Mais. Os respondentes consideram inequivocamente que alguma coisa tem que ser feita, daí 98% terem respondido afirmativamente à questão “As comunidades protestantes/evangélicas poderiam fazer algo para melhorar a sua imagem na sociedade?” Embora a maioria dos inquiridos tenha optado pela necessidade de uma melhor comunicação, já que os organismos de comunhão de igrejas não respondem a essa necessidade (não dispõem dum gabinete de imprensa a sério, por exemplo, nem de porta-vozes), nem as comunidades cristãs.
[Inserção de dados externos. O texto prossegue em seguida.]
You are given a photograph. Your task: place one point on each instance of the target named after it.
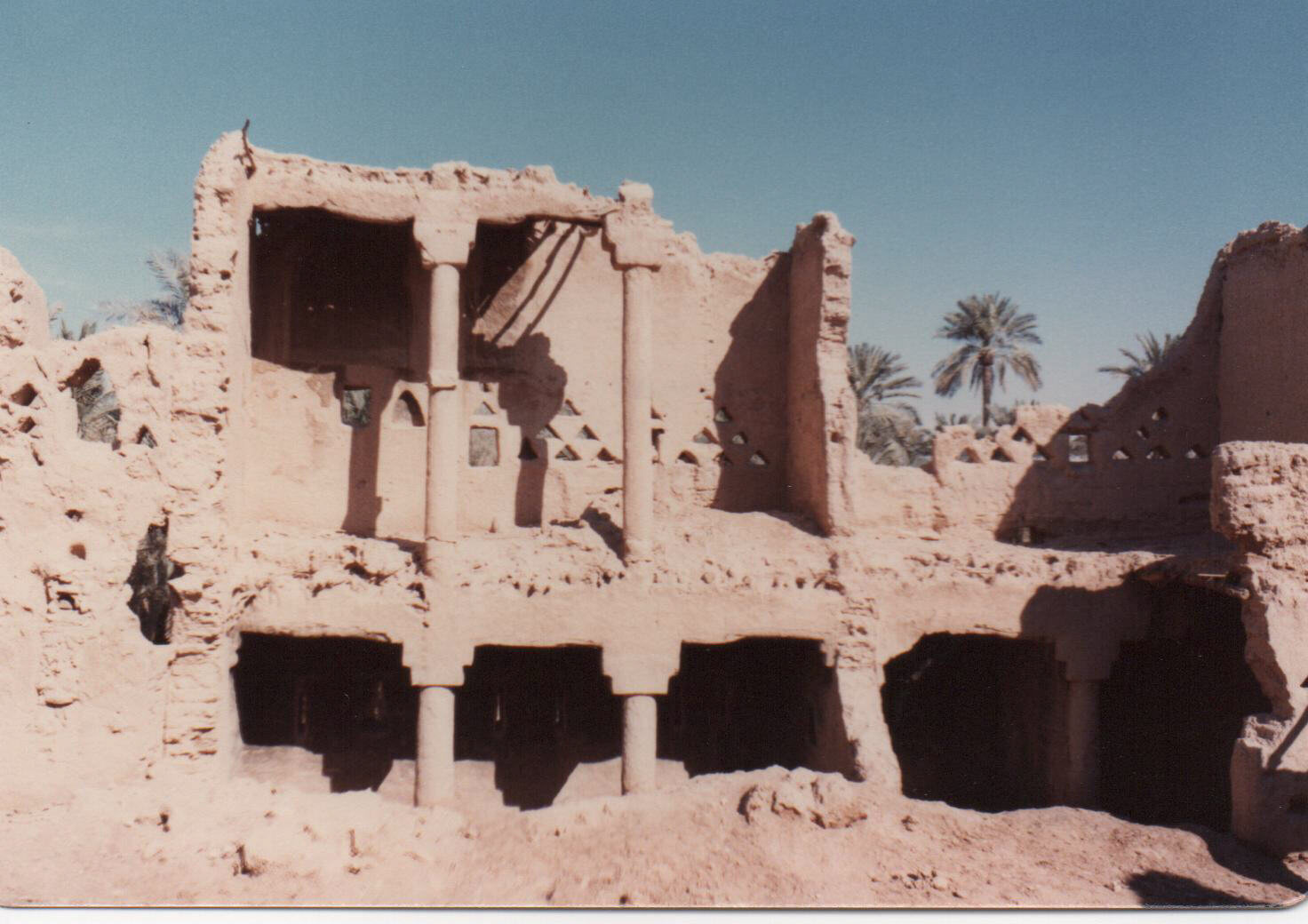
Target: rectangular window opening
(483, 447)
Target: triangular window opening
(406, 410)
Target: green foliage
(889, 427)
(1152, 354)
(168, 307)
(994, 340)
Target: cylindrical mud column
(443, 412)
(637, 450)
(640, 743)
(433, 777)
(1083, 743)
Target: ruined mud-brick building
(463, 466)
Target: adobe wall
(1264, 336)
(1144, 476)
(549, 344)
(823, 410)
(80, 677)
(1258, 502)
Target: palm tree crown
(1152, 354)
(887, 424)
(879, 375)
(994, 336)
(171, 272)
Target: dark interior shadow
(531, 393)
(750, 397)
(363, 502)
(1167, 890)
(975, 721)
(751, 705)
(348, 699)
(363, 769)
(1248, 863)
(537, 713)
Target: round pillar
(1083, 743)
(433, 777)
(640, 744)
(443, 412)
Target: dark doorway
(977, 721)
(329, 291)
(537, 713)
(348, 699)
(1172, 709)
(754, 704)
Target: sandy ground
(760, 838)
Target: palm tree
(994, 336)
(1152, 354)
(168, 307)
(887, 422)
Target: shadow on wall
(362, 405)
(976, 721)
(1167, 890)
(981, 721)
(754, 704)
(537, 713)
(348, 699)
(750, 400)
(531, 391)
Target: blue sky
(1085, 158)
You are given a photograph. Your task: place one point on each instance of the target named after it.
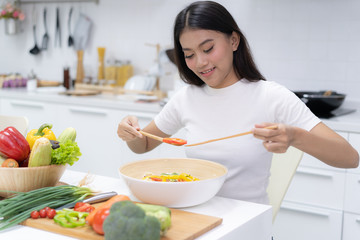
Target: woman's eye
(208, 50)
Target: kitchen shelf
(54, 1)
Mas quase metade parece aberto à ideia dum organismo de credenciação das lideranças, muito embora a questão colocada não o caracterize, o que pode ter levado um número significativo de respondentes a não escolher essa opção por receio de algum tipo de controlo interno das comunidades de fé.
Não existindo qualquer instrumento interconfessional para credenciação de pastores e ministros de Evangelho, a Ordem dos Pastores seria um organismo autónomo, negociado entre a AEP – Aliança Evangélica Portuguesa (igrejas evangélicas), o COPIC – Conselho Português de Igrejas Cristãs (igrejas reformadas), e a UAP – União Adventista Portuguesa (igrejas adventistas), com ligação a estes organismos. A função da OP seria a credenciação dos Pastores e Ministros do Evangelho, de acordo com os Estatutos e o Regulamento Interno próprios, reportando às organizações de que emana relatórios periódicos da sua actividade.
Como é óbvio, a OP não teria autoridade para impedir qualquer pessoa de exercer o seu ministério, apenas para credenciar, revalidar, recusar ou retirar credenciação. Por outro lado dificultaria a vida aos aventureiros, autoproclamados pastores mas sem preparação, dimensão ética comprovada ou legitimação. Por exemplo, no aluguer dum espaço para culto religioso, o proprietário poderia exigir a credencial actualizada da OP.
O sector protestante defender-se-ia assim desses “paraquedistas” que infestam o campo religioso protestante e reporia a credibilidade que vai fugindo de cada vez que surgem os escândalos e maus exemplos. Assim haja vontade política destes organismos de cooperação de igrejas em autorregularem o seu campo religioso.
Note-se que a igreja católica tem a sua própria organização, em sistema de pirâmide, e goza dum estatuto especial e dum direito particular (direito canónico) face ao estado, pela via da Concordata com a Santa Sé. Ou seja, dispõe de instrumentos próprios para gerir as suas dificuldades internas e exercer disciplina.
Há hoje uma divisa que se pode aplicar perfeitamente ao campo religioso. Em vez da famosa “revolução ou morte!”, será “autorregulação ou caos!”.